Razon schnaubte. "Herumgeführt ist gut. Er hat mir den 'Tempel der Träume' gezeigt und mich mit

…"

"… Lateo bekannt gemacht", beendete Laxus den Satz und nickte, als wäre ein Ereignis eingetroffen, das er vorausgesehen hatte.

"Ach ja, du kennst ihn. Er hat dich damals in Auroria begrüßt." "Allerdings."

"Was hältst du von Lateo?", wollte Razon wissen.

Laxus' Mundwinkel zuckten.

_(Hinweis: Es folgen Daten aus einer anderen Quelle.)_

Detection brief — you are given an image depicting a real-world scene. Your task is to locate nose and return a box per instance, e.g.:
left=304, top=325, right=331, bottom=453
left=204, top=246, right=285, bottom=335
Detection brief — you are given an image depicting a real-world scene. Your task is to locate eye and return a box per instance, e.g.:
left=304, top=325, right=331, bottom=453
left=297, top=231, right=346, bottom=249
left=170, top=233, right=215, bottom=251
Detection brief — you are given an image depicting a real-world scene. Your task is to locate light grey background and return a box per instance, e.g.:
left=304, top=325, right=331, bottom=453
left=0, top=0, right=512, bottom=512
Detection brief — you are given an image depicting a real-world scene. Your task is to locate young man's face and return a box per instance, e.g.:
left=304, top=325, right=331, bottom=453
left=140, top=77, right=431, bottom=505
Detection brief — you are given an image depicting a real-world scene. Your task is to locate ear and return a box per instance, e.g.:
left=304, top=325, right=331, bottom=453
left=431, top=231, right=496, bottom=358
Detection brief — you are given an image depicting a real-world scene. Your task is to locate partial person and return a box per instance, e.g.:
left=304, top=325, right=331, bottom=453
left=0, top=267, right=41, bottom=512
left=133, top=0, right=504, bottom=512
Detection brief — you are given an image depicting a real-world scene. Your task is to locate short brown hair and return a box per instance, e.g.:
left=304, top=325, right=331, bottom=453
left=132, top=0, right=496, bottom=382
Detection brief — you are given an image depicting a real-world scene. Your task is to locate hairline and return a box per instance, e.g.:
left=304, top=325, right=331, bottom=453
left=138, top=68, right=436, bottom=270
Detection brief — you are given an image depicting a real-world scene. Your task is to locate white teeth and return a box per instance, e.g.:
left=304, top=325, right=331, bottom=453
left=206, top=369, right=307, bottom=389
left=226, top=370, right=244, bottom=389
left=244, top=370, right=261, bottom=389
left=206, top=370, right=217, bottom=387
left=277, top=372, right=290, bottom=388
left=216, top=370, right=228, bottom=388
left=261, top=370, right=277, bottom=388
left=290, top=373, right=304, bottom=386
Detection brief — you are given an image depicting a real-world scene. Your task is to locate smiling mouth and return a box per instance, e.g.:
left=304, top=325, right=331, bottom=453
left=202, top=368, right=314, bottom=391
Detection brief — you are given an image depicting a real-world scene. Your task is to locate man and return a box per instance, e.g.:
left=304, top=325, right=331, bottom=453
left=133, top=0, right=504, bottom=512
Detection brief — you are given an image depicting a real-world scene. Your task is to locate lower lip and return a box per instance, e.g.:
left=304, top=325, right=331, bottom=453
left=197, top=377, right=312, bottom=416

Er sah so aus, als könne er sich nicht zwischen Lächeln oder

Schnauben entscheiden.

"Oh, so viel?", fragte Razon mit einem Unterton von Sarkasmus, als Laxus seine Frage nicht mit

Worten beantwortet hatte.

"Ich gebe dir einen guten Rat, mein Junge", begann Laxus mit gedämpfter, verschwörerischer

Stimme. "Lass' dich ja nicht von diesem Bubi mit Engelsgesicht täuschen. Lateo ist ein …" Er grinste breit, jedoch ohne eine Spur von Humor. "Er ist ein Schweinchen, wenn du verstehst, was ich meine."

Razon rutschte das Herz in die Hosentasche und er musste schnell einen Schluck von Laxus'

Gebräu nehmen.

Ob Razon verstanden hatte, was er mit "Schweinchen" meinte, wartete Laxus erst gar nicht ab,

und fuhr unbarmherzig fort:

"Lateo treibt es mit allen und jedem in Auroria. Sein Gehirn sitzt da, wo die meisten Lebewesen

ihre Weichteile haben. Er ist besessen, das sage ich dir."

Er wusste nicht warum, aber Razon weigerte sich irgendwie, das zu glauben. Auf der anderen

Seite … er kannte weder Lateo noch Laxus wirklich gut genug, um deren Glaubwürdigkeit beurteilen zu können. War es denn nicht meistens so, dass man zuerst dem Geschwätz einiger Lästermäuler Glauben schenkte über Leute, die man gar nicht richtig kannte, bevor man sich selbst ein Urteil bildete? Razon jedenfalls war der Meinung, dass er anders war. Er war intelligent genug, um andere Personen richtig einschätzen zu können und sich selbst ein Bild zu machen.

Andererseits vertraute er aber auch Laxus. Der alte Knabe war wie er: ein Techniker, Erfinder und Forscher. Laxus mochte zwar eburisch sein, was jedoch nicht heißen sollte, dass er genauso weibisch und triebgesteuert sein musste, wie fast der ganze Rest dieses seltsamen Ortes, der mitten in der Eiswüste von Titania verborgen lag.

"Besessen?"

Laxus nickte. "Jawohl. Ist dir nicht aufgefallen, wie er einen anschaut? Er zieht die Leute mit

seinen Blicken aus. Und während man ganz fasziniert von seinen großen, unschuldigen Augen ist, fängt er schon damit an, dich sabbernd zu begrabschen." Er schüttelte angewidert den Kopf. "Es gibt nichts, was Schweinchen Lateo noch nicht gemacht hat."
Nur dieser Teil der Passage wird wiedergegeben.